Wetenschap
1. Een achtbaan:
* Energie in: De achtbaan wordt de eerste heuvel omhoog getrokken en krijgt potentiële energie (opgeslagen energie vanwege zijn positie). Deze potentiële energie wordt geleverd door de motor die de trein de heuvel op trekt.
* Energie uit: Terwijl de achtbaan de heuvel af gaat, verliest hij potentiële energie en krijgt hij kinetische energie (energie van beweging). Deze kinetische energie houdt hem over het spoor. Het kan ook wat energie verliezen als gevolg van wrijving, die wordt omgezet in warmte.
* Conservation: De totale energie van de achtbaan blijft constant.

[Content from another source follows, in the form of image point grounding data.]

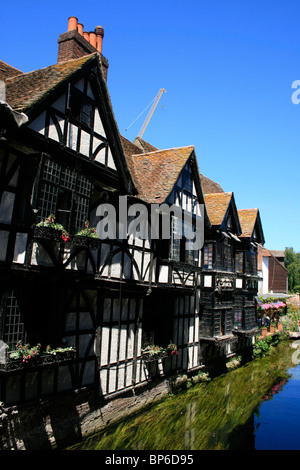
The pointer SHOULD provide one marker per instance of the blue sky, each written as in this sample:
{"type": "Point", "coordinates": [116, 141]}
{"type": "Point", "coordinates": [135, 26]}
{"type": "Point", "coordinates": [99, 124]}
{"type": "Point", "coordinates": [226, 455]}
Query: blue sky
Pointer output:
{"type": "Point", "coordinates": [228, 68]}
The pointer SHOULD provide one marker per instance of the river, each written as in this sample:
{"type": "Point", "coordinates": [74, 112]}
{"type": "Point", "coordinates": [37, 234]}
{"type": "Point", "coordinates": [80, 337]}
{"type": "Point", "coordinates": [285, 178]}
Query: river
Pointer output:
{"type": "Point", "coordinates": [254, 407]}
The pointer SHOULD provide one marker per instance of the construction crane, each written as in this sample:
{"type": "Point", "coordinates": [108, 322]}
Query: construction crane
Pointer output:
{"type": "Point", "coordinates": [143, 128]}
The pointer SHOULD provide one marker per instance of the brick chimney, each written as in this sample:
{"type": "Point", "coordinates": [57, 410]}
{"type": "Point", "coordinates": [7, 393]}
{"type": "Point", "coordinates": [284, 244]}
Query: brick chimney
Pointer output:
{"type": "Point", "coordinates": [77, 43]}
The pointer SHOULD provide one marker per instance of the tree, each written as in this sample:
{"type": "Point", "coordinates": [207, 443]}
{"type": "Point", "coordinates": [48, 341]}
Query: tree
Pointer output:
{"type": "Point", "coordinates": [292, 262]}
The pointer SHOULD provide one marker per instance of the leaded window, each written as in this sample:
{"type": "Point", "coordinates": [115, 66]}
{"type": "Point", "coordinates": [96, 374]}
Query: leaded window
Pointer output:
{"type": "Point", "coordinates": [208, 256]}
{"type": "Point", "coordinates": [13, 324]}
{"type": "Point", "coordinates": [182, 248]}
{"type": "Point", "coordinates": [64, 193]}
{"type": "Point", "coordinates": [239, 258]}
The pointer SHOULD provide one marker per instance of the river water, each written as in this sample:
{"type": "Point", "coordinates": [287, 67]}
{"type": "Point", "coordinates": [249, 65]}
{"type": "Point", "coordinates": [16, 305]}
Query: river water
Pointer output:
{"type": "Point", "coordinates": [254, 407]}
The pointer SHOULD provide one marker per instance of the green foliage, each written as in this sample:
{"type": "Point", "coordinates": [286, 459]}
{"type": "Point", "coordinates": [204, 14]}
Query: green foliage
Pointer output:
{"type": "Point", "coordinates": [25, 352]}
{"type": "Point", "coordinates": [262, 347]}
{"type": "Point", "coordinates": [87, 231]}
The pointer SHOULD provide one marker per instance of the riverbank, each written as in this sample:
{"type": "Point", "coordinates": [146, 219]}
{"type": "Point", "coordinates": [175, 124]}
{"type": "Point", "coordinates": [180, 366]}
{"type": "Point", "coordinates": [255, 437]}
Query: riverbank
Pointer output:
{"type": "Point", "coordinates": [216, 415]}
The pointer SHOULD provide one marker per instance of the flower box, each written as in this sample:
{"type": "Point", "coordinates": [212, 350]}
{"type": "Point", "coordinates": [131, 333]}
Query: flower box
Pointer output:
{"type": "Point", "coordinates": [47, 233]}
{"type": "Point", "coordinates": [84, 241]}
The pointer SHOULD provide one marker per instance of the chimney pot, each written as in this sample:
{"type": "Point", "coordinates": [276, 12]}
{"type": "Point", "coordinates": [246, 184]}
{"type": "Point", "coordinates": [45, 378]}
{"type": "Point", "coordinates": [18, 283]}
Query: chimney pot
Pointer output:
{"type": "Point", "coordinates": [72, 23]}
{"type": "Point", "coordinates": [93, 40]}
{"type": "Point", "coordinates": [80, 28]}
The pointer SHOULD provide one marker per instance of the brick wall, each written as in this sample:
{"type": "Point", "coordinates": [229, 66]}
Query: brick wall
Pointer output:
{"type": "Point", "coordinates": [71, 45]}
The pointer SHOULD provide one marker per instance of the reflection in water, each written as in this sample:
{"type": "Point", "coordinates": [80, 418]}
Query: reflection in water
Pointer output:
{"type": "Point", "coordinates": [215, 416]}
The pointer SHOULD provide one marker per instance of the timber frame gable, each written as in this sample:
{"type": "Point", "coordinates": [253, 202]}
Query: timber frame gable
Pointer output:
{"type": "Point", "coordinates": [73, 112]}
{"type": "Point", "coordinates": [112, 298]}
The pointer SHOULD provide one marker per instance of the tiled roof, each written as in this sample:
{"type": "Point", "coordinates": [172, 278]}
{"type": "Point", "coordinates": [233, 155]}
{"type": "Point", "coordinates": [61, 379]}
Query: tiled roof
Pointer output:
{"type": "Point", "coordinates": [23, 91]}
{"type": "Point", "coordinates": [209, 186]}
{"type": "Point", "coordinates": [277, 253]}
{"type": "Point", "coordinates": [155, 173]}
{"type": "Point", "coordinates": [247, 220]}
{"type": "Point", "coordinates": [144, 146]}
{"type": "Point", "coordinates": [7, 71]}
{"type": "Point", "coordinates": [217, 205]}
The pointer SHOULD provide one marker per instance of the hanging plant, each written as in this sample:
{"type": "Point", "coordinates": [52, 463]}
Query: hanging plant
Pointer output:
{"type": "Point", "coordinates": [49, 223]}
{"type": "Point", "coordinates": [87, 231]}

De potentiële energie op de top van de heuvel wordt omgezet in kinetische energie terwijl deze naar beneden rolt.
2. Een slinger:
* Energie in: Je geeft de slinger een eerste duw, waardoor het kinetische energie krijgt.
* Energie uit: Terwijl de slinger omhoog zwaait, vertraagt het, verliest kinetische energie en wint potentiële energie. Op het hoogste punt heeft het maximale potentiële energie en minimale kinetische energie. Terwijl het weer naar beneden zwaait, wordt de potentiële energie weer omgezet in kinetische energie.

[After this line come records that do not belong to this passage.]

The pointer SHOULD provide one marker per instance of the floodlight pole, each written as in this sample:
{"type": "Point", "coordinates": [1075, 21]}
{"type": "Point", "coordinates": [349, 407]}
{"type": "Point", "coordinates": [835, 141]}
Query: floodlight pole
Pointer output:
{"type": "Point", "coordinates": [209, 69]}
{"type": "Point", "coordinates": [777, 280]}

* Conservation: De totale energie van de slinger (potentieel + kinetisch) blijft constant. De energie verandert eenvoudig vormen tussen potentieel en kinetisch terwijl het zwaait. Na verloop van tijd gaat wat energie verloren door wrijving met de lucht en op het draaipunt, dus de slinger komt uiteindelijk tot stilstand.
Sleutelpunt: De wet van het behoud van energie stelt dat energie niet kan worden gecreëerd of vernietigd, alleen van de ene vorm naar de andere van de ene vorm worden overgedragen of getransformeerd. Deze voorbeelden illustreren hoe energie constant veranderende vormen is, maar blijft altijd aanwezig in het systeem.